Project A: Introducing a new system to reduce the sales processing time from 1.5 hours to 1 hour, impacting 500 Sales people.
Daily savings: 250 hours *$70 = $17,500
Weekly savings: $87,500
Annual savings: $4,550,000
So a project that could potentially save the company $87,500 a week is delayed a week because B is not available to the project.
Weekly cost of fulfilling BAU task: $425
Alternative project benefits requiring resource: $87,500
Weekly opportunity cost to the organisation: $87,075
Example 2
On-boarding a new hire
Hiring individuals can be an expensive and time consuming process across any business department, but especially in IT. We have already identified the opportunity cost to the organisation when key resources are not allocated in an efficient manner and the potential impact to progressive projects. In this example we shall look at the costs of hiring and onboarding individuals.

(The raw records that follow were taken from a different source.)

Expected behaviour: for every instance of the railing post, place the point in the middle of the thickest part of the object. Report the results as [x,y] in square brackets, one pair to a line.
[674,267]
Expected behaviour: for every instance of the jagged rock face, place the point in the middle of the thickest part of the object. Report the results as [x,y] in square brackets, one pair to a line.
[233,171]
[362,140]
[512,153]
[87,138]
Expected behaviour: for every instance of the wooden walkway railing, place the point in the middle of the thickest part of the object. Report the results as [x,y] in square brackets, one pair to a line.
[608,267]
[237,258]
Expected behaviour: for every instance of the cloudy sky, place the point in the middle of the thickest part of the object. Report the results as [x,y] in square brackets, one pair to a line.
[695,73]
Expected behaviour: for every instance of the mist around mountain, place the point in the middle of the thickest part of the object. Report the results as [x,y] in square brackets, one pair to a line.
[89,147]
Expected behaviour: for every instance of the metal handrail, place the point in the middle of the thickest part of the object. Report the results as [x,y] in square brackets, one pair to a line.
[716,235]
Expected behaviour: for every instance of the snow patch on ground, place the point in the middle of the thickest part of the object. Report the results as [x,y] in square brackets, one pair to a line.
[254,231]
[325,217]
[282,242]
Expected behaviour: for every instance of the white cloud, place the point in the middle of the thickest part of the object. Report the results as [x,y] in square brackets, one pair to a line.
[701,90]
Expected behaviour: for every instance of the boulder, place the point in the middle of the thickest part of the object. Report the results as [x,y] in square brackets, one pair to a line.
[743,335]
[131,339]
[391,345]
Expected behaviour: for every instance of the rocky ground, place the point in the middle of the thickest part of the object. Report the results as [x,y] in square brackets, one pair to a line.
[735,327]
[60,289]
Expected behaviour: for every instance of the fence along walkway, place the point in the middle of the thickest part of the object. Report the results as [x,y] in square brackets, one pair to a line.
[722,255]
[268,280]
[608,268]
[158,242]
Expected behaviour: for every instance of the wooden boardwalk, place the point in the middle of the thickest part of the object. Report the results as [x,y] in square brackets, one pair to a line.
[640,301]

Let’s say that A spends 10 hours interviewing candidates for a junior position.
Interview cost: $100*10 = $1,000
A’s opportunity cost (lost alternative): $100*10 = $1,000
Total hiring cost (ignoring recruiters cost etc): $2,000
Once we have decided to hire C, B has to train her in. Let’s say in total C needs 20 hours of training.
Training cost of new hire ©: 20*$50 = $1,000
Training cost of new hire (B): 20*$85=$1,700
Opportunity cost (B): 20*$85=$1,700
Total training cost: $4,400
Total hiring cost: $6,400
The figure of $6,400 is actually pretty conservative as we have not included the cost of recruiters etc, and obviously the volume of times we will need to recruit is dependent on the size of the team.
In addition, the productivity of the existing resource who is training in the new hire is not factored into the equation either. This a hidden cost that appears obvious once pointed out but one that is frequently underestimated.
Example 3
Repeatedly fixing the same issue
Let’s say that on Monday, C comes in and notices that the logs on server A are filling up and eating into the disk space, so she cleans them down, on Tuesday her colleague, D notices the same thing and fixes it and on Wednesday, E notices this and fixes it etc.. As different engineers are fixing the same issue on different days, it may take a while before a pattern is noticed. Let’s say that this continues for three weeks and takes an hour a day to fix.
- Cost to resolve repeat incidents: 5*$50*3 = $750
Let’s say that this had been identified in week 1 via ticket analysis, a problem created and B assigned to resolve the problem and it took him two hours.
- Cost to resolve repeat incidents in week 1: 5*$50 = $250
- Cost to resolve problem: 2*$85 = $170
- Total costs to resolve issue in week 1: $420
- Opportunity cost / savings: $330
$330 may not seem like a significant saving, however this is a 44% saving on ONE issue. Extrapolate this out over multiple issues and teams and the opportunity cost / savings are significant. This has not even taken into account any potential opportunity costs associated with having resources working on projects vs focusing on incident management or even factoring in the cost of downtime to our business.
Example 4
End user downtime
No one can argue the fact that end user downtime has a cost impact on the business, but even this real cost has hidden opportunity cost. Imagine that F our average business user has an issue with Gsuite and calls the service desk. F spends an hour working with the Level 1 on resolving the issue.
- Cost of issue: one hour with junior engineer and one hour of Fs time: $70+$50 = $120
However, factor in the opportunity cost to the business — the hour that F has lost working on an ICT issue, instead of focusing on the role that he is supposed to be working on, and the costs go up.
- The True cost to the business is $70+$70+$50 = $190
This is just one example, expand this out to all users and all incidents and the cost of downtime to the business is realistically a lot higher than was initially thought.
Summary
These illustrations are examples, but a common occurrence in our daily work. We as an organisation, recognise the cost of these occurrences, but haven’t realised the additional cost by factoring in opportunity cost.